In the classic science-fiction movie “Forbidden Planet,” an invisible, rampaging beast has killed all but two members of a colony and attacks a visiting spaceship and its personnel as well. In the end – spoiler alert! – it turns out that the monster was created from the id of the remaining scientist. He had used an ancient, extinct people’s technology that freed their minds of physical instrumentality, giving them untapped power managed directly by their minds. The scientist dies, nobly, and sets the destruction of the planet in motion.
This movie was brought to mind by Amazon.com’s latest non-retail product launch: the beta test version of Amazon Elastic Compute Cloud (dubbed Amazon EC2), an on-demand service that runs virtual machines you configure, charging by the hour they’re in use. This approach eliminates the need to own the physical equipment on which to run a virtual machine – such as a disk image launched inside Parallels Desktop to run Windows XP on an Intel-based Mac – or an actual operating system.
Existing products already enable high-end server computers to run multiple simultaneous virtual machines, and to group server computers together to scale virtual machines to a massive level. VMware and XenSource make such tools, which are frequently used in large corporate information technology operations. In fact, Amazon.com is using XenSource’s software to run EC2.

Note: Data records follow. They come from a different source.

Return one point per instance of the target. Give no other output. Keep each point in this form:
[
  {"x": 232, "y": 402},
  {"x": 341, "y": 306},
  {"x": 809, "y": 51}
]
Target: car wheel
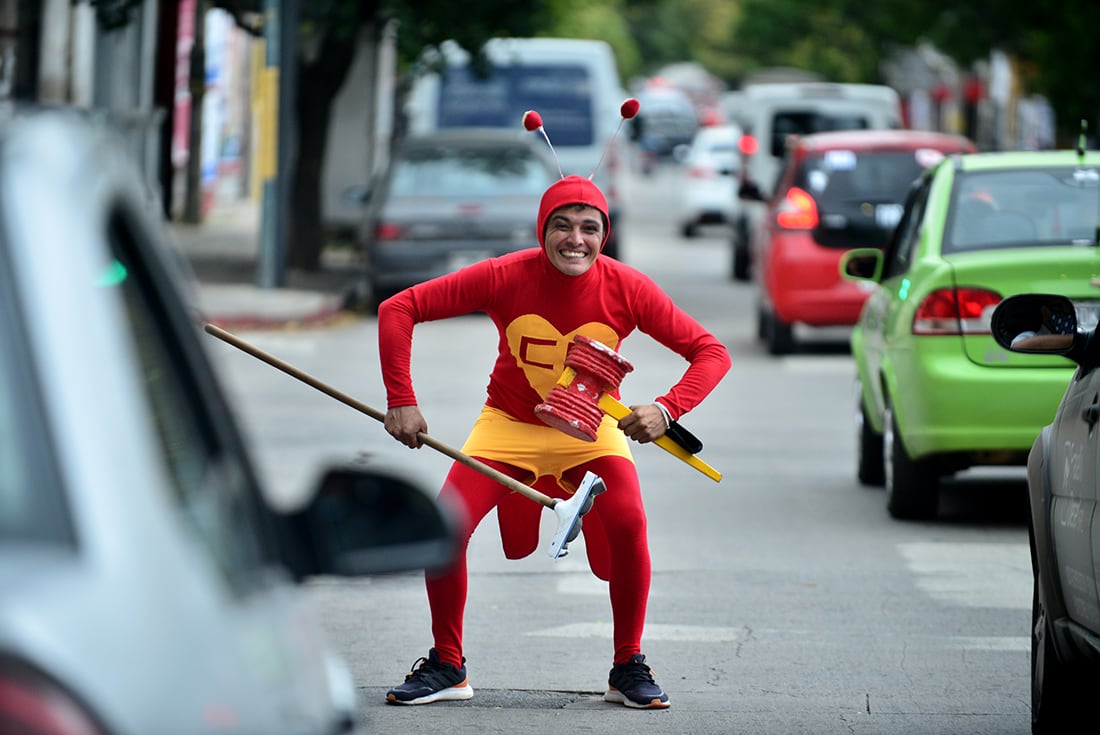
[
  {"x": 780, "y": 335},
  {"x": 762, "y": 327},
  {"x": 1059, "y": 694},
  {"x": 912, "y": 485},
  {"x": 869, "y": 461},
  {"x": 740, "y": 265}
]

As we’ve written about in TidBITS in recent months (such as “WinOnMac Smackdown: Dual-Boot versus Virtualization”, 10-Apr-06) virtual machines let you take advantage of all the benefits of a given operating system while using as much CPU power as that operating system can exploit. Plus, if one virtual machine is idle, others on the same server computer can take advantage of free cycles for their own tasks. From the providers’ standpoint, virtual machines eliminate the need to manage individual computers for individual customers, and providers can treat a large grid of computers as a set of processor resources instead of as individually managed operating systems with their own quirks.
Having virtual machines available at your beck and call means you could cope with a sudden spike in activity by distributing the load onto dozens or hundreds of virtual machines for a short period of time. If we were to create a set of Web pages backed by a database that suddenly was hit by tens of millions of queries a day, our systems would bog down and our service provider might have to ratchet up their fiber-optic-based bandwidth. And we’d wind up paying a small fortune for excess bandwidth.
With EC2, we could just fire up a bunch of identical servers and pay 20 cents per gigabyte of bandwidth, about a fifth of the going rate at many colocation facilities. That’s right – a terabyte of bandwidth usage would cost $200, seemingly cheap if that data would also be generating some revenue. More importantly, though, instead of bringing in a pile of servers or dealing with highly non-responsive machines, you’d pay just during those peak hours or days and then shut off virtual machines as they were no longer needed.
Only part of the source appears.